Non-Fundamentalists will generally be frank and open with you about where their loyalties are. They can be easily identified by their response to questions put to them about their current involvement in the life and work of the SBC. If they are in reasonably strong churches and are not so involved, they are almost certainly not Fundamentalists. If they are in smaller churches, they will not usually mind sharing candidly with you how they have faced recent elections and issues in annual Baptist conventions.
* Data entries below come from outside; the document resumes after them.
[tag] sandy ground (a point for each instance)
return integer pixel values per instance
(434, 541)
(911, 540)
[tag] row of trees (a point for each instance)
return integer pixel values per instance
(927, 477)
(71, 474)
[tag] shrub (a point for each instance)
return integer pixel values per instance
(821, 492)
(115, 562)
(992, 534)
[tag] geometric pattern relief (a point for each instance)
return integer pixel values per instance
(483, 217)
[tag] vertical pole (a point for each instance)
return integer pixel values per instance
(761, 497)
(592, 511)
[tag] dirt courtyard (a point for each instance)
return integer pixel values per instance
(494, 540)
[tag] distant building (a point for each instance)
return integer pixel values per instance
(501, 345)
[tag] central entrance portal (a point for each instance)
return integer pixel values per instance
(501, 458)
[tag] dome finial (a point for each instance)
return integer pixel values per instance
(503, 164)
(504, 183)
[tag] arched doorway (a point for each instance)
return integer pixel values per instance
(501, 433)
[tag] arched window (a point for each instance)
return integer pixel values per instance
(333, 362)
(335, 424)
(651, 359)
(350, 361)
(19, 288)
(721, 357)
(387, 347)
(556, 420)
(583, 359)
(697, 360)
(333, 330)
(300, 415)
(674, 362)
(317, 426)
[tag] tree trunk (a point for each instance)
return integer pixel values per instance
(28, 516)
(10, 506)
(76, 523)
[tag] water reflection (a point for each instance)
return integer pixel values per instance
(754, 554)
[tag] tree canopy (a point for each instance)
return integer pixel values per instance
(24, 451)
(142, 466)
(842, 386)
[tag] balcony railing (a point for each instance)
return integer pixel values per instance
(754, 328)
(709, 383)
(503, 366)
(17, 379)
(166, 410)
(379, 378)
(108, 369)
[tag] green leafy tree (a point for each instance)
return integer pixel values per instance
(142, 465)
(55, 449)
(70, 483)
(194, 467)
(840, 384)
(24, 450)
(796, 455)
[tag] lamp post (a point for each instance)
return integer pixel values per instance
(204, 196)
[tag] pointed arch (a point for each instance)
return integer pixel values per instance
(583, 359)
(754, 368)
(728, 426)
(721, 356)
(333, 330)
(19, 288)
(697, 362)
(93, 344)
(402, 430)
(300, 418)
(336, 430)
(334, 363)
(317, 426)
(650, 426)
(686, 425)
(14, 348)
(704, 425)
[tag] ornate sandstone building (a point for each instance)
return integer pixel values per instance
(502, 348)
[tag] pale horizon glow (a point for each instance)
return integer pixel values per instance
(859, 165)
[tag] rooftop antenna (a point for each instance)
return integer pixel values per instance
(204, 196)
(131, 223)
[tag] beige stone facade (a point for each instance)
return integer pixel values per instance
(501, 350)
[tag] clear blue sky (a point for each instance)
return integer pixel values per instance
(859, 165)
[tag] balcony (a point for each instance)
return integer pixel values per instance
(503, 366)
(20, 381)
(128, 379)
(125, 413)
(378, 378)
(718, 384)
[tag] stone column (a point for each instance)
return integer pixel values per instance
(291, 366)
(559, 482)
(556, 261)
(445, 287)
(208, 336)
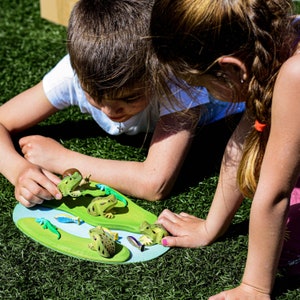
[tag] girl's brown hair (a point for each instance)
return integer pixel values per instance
(190, 35)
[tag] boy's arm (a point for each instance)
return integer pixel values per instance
(151, 179)
(24, 110)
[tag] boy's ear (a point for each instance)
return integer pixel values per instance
(231, 64)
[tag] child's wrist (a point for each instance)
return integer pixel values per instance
(256, 289)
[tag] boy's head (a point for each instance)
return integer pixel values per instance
(109, 46)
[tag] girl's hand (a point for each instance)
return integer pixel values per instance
(186, 230)
(42, 151)
(244, 292)
(34, 185)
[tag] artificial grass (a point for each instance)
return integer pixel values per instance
(29, 48)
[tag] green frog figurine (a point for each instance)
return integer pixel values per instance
(102, 242)
(72, 179)
(102, 206)
(152, 233)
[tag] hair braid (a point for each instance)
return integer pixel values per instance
(266, 21)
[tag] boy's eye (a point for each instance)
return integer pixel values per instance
(132, 99)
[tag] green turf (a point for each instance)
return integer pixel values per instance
(29, 47)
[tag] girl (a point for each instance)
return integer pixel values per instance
(108, 75)
(241, 49)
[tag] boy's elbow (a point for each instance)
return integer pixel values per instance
(156, 190)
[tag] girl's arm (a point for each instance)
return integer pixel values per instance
(32, 184)
(279, 172)
(151, 179)
(189, 231)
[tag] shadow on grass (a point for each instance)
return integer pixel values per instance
(283, 284)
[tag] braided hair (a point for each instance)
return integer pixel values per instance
(190, 35)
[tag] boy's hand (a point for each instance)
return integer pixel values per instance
(34, 185)
(187, 231)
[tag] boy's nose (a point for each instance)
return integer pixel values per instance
(112, 110)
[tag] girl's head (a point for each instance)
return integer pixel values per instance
(108, 47)
(233, 47)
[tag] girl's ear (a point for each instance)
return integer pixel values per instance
(233, 67)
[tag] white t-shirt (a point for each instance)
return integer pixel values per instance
(62, 88)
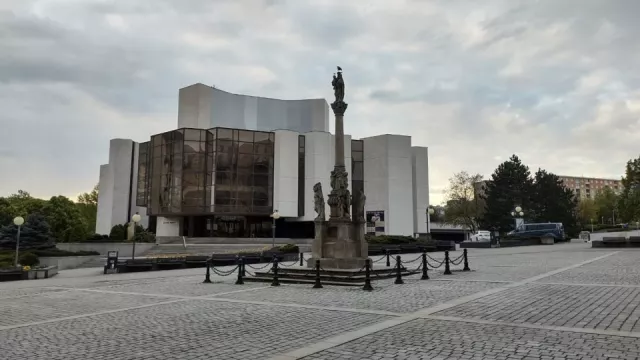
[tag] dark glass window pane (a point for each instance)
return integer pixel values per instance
(245, 135)
(225, 134)
(261, 137)
(223, 178)
(192, 134)
(245, 162)
(224, 146)
(245, 148)
(261, 180)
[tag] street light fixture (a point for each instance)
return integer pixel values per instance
(18, 221)
(275, 216)
(136, 219)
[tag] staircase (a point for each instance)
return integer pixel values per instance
(207, 246)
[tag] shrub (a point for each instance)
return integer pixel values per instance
(289, 248)
(29, 259)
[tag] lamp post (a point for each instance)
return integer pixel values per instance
(136, 219)
(517, 213)
(275, 216)
(430, 211)
(18, 221)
If your church is particularly strong,look for at least one of the Fundamentalist bigwigs to have a “marvelous revelation from the Lord while praying just this morning” about who should be your pastor and will piously share this “vision” which God has allegedly given him for you. They do this directly and indirectly; and they will continue to “ be in touch” with you in a persistent, tenacious effort to place one of their own functionaries in your church. If yours is an especially strategic church, it is virtually certain that the Fundamentalist “rulers” already know more about what your Search Committee is doing than do your church deacons and staff members put together. If your church is small, the same kind of lobbying will be done by lesser lights from the Fundamentalist camp.

Now, here is the most important meat in this whole coconut.

If a pastor prospect definitely affirms his absolute neutrality regarding the division in the Southern Baptist Convention, you can be fairly sure of one out of three things: either

(1) he lacks perception and insight as to what has been going on right under his nose in Baptist life, or

(2) he knows what is going on but just does not care or lacks the courage and integrity to stand for his convictions if he does care, or

(3) he is not being honest with you.

(continued)

(1) If he lacks perception and insight, it is likely that he has simply opted for a blindered approach to an extremely important issue in our organized Baptist life; and, whether he is younger or older, he has, like Pilate, sought to evade responsibility, leaving to others the decisions affecting our corporate Baptist life and cooperative mission endeavors. Do you want a pastor characterized by evasiveness and a self-inflicted amnesia?

(2) If your declared neutralist knows and cares about what has been going on but has lacked the courage and integrity to positionize himself, then it is clear that this prospect has rejected, or severed, the ties that bind Baptists together to do together in God’s world the Lord’s work which we could not do separately; and in the process, he has become an accomplice in a monumentally wicked thing. Do you want a pastor characterized by cowardice and lack of integrity?

(3) If the declared neutralist is not being honest with you, he is not telling you the truth, the whole truth, and nothing but the truth because he knows how very concerned Baptist pastor search committees can be about any controversy or anyone related in any way to controversy; and he hopes that you will recommend him to your congregation partly because, he would have you believe, he “would never bring any of this divisiveness before your fine people.” I could take you to a dozen such churches and pastors today. The pastor search committees in those churches once upon a time believed those prospects when they declared or clearly implied their neutrality; but once they got called and on the church field, they hit the ground running with the Fundamentalist political agenda. Do you want a pastor who does not tell the truth?

The greatest hazard now facing many Baptist churches seeking a pastor is not so much that they will call a Fundamentalist pastor but that they will call a Smooth Operator with no nerve, no Holy Spirit-given courage, no intestinal fortitude, no authentic Baptist “fire in his belly,” no real moral energy. Your Committee has the high and holy task of delivering your church from such a fate.

May God lead you and may God bless you.